Und nachdem US-Präsident Joe Biden den Überwachungsballon in der Nacht auf Sonntag abschießen ließ, protestierte die chinesische Regierung erneut lauthals: Man sprach von einer „Überreaktion“ und einem „Verstoß gegen internationale Praxis“. Die Doppelmoral ist offensichtlich: Man stelle sich nur einmal vor, es flöge ein Spionageballon von der Größe dreier Autobusse über die chinesischen Nuklearsilos in der Wüste Gobi.

Doch wer ausschließlich die Berichte der chinesischen Staatsmedien liest, bekommt ganz unweigerlich den Eindruck einer Täter-Opfer-Umkehr: Angesichts der rüden Schuldzuweisungen gegenüber den USA liest es sich fast so, als ob am Wochenende ein US-amerikanisches Flugobjekt in den chinesischen Luftraum eingedrungen wäre.

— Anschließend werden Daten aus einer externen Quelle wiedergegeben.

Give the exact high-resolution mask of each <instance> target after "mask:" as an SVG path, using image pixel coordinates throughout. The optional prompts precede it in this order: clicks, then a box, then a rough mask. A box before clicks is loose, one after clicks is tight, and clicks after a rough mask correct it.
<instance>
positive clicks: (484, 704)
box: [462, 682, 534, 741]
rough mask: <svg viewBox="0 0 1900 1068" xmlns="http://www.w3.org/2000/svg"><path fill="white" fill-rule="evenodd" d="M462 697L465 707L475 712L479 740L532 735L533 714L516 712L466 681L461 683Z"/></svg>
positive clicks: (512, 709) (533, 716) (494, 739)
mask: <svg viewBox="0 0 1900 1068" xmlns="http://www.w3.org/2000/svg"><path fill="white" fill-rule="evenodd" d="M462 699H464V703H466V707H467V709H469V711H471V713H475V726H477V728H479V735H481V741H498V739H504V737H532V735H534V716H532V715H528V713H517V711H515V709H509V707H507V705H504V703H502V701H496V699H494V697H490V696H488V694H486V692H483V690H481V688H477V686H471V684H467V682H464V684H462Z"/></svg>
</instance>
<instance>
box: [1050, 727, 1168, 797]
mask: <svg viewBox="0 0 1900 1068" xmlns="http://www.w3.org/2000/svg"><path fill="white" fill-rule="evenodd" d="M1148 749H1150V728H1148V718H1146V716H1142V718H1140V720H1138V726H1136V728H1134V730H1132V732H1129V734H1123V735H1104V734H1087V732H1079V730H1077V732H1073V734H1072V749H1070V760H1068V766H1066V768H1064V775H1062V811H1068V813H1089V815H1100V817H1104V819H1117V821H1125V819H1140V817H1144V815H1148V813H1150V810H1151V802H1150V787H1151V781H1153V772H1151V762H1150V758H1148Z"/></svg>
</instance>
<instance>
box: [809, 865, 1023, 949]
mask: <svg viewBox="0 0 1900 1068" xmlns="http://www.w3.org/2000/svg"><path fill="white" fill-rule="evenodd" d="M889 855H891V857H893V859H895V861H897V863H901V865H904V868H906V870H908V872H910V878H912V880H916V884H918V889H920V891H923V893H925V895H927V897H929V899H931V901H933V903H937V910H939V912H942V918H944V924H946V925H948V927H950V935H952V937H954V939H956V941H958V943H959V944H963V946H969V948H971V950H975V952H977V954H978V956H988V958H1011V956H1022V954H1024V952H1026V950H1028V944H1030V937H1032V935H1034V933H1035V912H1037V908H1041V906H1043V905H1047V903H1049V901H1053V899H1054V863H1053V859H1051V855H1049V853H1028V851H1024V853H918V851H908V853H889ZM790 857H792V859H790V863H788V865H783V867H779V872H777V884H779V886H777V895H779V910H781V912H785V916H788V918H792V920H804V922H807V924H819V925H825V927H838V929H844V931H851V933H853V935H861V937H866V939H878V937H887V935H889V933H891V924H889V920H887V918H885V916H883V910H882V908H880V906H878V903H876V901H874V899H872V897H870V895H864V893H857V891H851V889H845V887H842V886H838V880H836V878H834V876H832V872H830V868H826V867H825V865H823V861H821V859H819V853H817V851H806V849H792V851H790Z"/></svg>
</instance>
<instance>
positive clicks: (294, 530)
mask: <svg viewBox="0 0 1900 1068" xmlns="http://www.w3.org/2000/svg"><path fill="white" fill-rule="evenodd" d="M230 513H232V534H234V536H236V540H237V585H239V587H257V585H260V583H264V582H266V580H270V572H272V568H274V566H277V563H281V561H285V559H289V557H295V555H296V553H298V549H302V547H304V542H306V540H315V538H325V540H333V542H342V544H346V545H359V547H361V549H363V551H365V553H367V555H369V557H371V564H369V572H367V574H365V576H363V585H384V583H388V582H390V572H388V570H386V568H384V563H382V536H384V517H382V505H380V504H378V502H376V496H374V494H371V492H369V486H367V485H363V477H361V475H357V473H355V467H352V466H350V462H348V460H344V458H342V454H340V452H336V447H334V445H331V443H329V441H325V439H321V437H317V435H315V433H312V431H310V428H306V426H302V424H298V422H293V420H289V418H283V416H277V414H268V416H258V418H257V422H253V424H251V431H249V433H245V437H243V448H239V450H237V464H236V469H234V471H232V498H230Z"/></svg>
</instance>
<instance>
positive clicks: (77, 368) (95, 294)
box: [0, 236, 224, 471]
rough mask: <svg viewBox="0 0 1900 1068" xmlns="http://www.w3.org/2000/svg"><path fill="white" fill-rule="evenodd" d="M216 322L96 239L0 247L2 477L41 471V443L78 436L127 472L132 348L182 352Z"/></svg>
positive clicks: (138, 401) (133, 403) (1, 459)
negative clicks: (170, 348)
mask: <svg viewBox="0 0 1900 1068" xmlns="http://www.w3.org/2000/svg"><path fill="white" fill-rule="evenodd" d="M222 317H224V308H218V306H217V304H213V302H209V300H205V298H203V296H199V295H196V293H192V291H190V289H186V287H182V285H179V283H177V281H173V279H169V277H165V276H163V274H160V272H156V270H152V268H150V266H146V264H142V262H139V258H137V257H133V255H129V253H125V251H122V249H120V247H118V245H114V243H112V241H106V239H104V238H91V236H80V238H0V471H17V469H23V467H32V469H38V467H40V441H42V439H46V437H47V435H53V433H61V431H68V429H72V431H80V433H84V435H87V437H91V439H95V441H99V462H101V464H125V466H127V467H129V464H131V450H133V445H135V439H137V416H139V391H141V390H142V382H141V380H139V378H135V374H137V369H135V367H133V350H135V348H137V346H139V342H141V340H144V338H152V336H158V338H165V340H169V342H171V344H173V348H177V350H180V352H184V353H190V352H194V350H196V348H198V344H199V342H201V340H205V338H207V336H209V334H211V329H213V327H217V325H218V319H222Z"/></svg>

Die Folgen einer solchen Kommunikation – sowohl auf der internationalen Bühne als auch gegenüber dem eigenen Volk – sind angesichts der Fallhöhe des US-China-Konflikts zunehmend gefährlich. Derzeit steht es um die bilateralen Beziehungen so schlecht wie seit mehreren Jahrzehnten nicht mehr. Hinzu kommt, dass China nach der Entsendung von Qin Gang als Außenminister momentan noch nicht einmal einen Ersatz für die Stelle als Botschafter in Washington gefunden hat.

Und das bislang größte Damoklesschwert, welches über den zwei Staaten kreist, ist bereits am diplomatischen Horizont zu erkennen: Kevin McCarthy, der neue Sprecher des US-Repräsentantenhauses, dürfte sich durch den Ballon-Vorfall wohl erst recht ermutigt fühlen, seinen geplanten Taiwan-Besuch in die Tat umzusetzen – nicht zuletzt, um damit bei seiner Kernwählerschaft auf Sympathiefang zu gehen. Als seine Vorgängerin Nancy Pelosi im vergangenen Sommer Taipeh besuchte, reagierte Peking mit einer simulierten Inselblockade und wüsten Drohungen.

Im Wiederholungsfall dürfte Chinas Replik wohl noch eine Spur martialischer ausfallen. Und zweifelsohne wird die Botschaft der Regierung lauten: Die USA müssen ihre „falschen Ansichten berichtigen“ und zu einem „korrekten Kurs“ zurückkehren.